En días pasados coincidí con una pareja amiga en un congreso: él, sereno y circunspecto, ella, a todas luces, enfurruñada. Se veían un tanto contrariados.

Llegado el momento, él se acercó al estrado, formuló de manera impecable su presentación y recibió los aplausos y apretones de manos a los que le hacía acreedor su excelente exposición

Tras concluir la tanda de presentaciones de la mañana, varias personas quisieron acercarse a para felicitarlo, entrevistarlo, ponerse en contacto con él. Para estupor de todos, no estaba. Se había marchado al concluir su ponencia. Más tarde me confiaría que el disgusto de su esposa lo había llevado a retirarse.

Este episodio encendió en mí diversas reflexiones. La primera, relativa a algo muy personal: la pareja es un universo que, a mi entender, debe estar blindado ante las miradas de terceros. Normalmente los desencuentros de una pareja son puntuales, se sobrepasan. No es preciso exhibir las propias intimidades ni proyectar una imagen de división. Por otra parte, es muy doloroso sentirse cuestionado por el propio cónyuge, que debería ser tu tándem, tu llave, tu compañero de equipo. Y ¿qué puede ocurrir con una barca en la que los dos tripulantes reman en diferentes direcciones?
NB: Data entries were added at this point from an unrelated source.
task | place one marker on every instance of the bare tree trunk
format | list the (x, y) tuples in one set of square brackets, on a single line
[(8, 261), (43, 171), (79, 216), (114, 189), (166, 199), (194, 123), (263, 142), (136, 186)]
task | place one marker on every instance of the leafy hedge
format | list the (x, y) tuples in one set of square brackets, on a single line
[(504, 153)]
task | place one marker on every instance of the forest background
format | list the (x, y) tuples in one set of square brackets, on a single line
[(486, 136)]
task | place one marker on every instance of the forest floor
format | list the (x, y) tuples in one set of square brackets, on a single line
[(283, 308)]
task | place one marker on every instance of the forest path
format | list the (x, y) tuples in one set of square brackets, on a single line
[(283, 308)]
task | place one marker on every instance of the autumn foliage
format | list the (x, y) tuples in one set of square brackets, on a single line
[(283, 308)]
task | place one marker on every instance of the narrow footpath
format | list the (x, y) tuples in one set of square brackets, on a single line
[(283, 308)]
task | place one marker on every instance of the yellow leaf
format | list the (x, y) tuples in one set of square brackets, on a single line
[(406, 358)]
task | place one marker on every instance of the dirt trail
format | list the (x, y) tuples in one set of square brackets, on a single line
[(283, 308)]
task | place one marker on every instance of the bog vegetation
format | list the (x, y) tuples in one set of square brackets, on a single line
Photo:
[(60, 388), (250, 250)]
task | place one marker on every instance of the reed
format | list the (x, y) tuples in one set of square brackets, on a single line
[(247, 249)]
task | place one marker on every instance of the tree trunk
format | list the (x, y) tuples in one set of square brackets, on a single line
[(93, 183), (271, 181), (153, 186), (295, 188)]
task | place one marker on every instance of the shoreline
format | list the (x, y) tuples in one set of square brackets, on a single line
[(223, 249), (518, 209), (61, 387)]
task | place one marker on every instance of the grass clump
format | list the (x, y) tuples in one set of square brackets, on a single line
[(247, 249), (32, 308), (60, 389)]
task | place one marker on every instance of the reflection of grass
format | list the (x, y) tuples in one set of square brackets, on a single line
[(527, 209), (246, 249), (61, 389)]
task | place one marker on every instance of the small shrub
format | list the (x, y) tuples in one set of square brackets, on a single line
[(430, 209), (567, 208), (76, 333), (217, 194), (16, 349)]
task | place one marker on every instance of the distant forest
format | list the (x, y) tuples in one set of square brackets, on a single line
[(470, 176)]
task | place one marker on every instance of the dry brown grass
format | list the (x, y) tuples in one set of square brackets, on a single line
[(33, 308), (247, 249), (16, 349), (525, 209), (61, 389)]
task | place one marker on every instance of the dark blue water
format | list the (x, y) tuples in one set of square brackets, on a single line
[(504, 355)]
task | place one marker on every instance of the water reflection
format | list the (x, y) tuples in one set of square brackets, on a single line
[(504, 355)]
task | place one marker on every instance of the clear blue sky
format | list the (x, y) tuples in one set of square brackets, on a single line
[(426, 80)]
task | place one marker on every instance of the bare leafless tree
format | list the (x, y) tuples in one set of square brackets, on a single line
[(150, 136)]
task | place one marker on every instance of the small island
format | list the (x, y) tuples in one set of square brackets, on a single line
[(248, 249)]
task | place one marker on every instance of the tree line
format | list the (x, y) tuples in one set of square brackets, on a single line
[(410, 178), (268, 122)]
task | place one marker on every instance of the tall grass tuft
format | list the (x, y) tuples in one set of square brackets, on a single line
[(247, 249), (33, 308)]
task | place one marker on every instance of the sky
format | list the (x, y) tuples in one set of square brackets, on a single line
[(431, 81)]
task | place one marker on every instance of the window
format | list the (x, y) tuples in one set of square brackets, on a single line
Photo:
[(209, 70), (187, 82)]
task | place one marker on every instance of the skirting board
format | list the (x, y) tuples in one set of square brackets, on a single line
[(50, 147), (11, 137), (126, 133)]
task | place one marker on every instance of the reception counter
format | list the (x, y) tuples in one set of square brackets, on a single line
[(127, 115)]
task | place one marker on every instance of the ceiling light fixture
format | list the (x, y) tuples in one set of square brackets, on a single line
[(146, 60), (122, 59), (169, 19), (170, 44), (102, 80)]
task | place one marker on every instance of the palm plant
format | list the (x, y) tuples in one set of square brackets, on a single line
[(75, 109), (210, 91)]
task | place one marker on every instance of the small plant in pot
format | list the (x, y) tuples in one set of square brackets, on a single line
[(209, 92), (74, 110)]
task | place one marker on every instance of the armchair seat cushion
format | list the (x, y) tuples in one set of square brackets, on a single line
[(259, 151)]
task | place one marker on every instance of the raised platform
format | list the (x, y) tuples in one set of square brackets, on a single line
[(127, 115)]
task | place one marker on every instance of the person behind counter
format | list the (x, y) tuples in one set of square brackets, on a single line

Creo que gran parte de la estabilidad de una relación procede de la buena voluntad de las dos partes para protegerla, es decir, para protegerse recíprocamente, aun a costa de tragar y aguantar, en la certeza de que, llegado el momento, el otro también tragará y aguantará.

Me entristeció que mi amigo, lejos de disfrutar de su logro, tuviera que retirarse en un estado de ánimo ensombrecido por la pataleta de su esposa. Pataleta, sí: yo que conocía las causas de su disgusto, ajeno por cierto a la responsabilidad de mi amigo, doy fe de que se trataba de un asunto baladí. Me pregunto: no disponía la señora de una dosis de autocontrol suficiente como para contener su malestar, disfrutar del éxito de su marido y permitirle a él gozar de un logro detrás del cual había décadas de preparación?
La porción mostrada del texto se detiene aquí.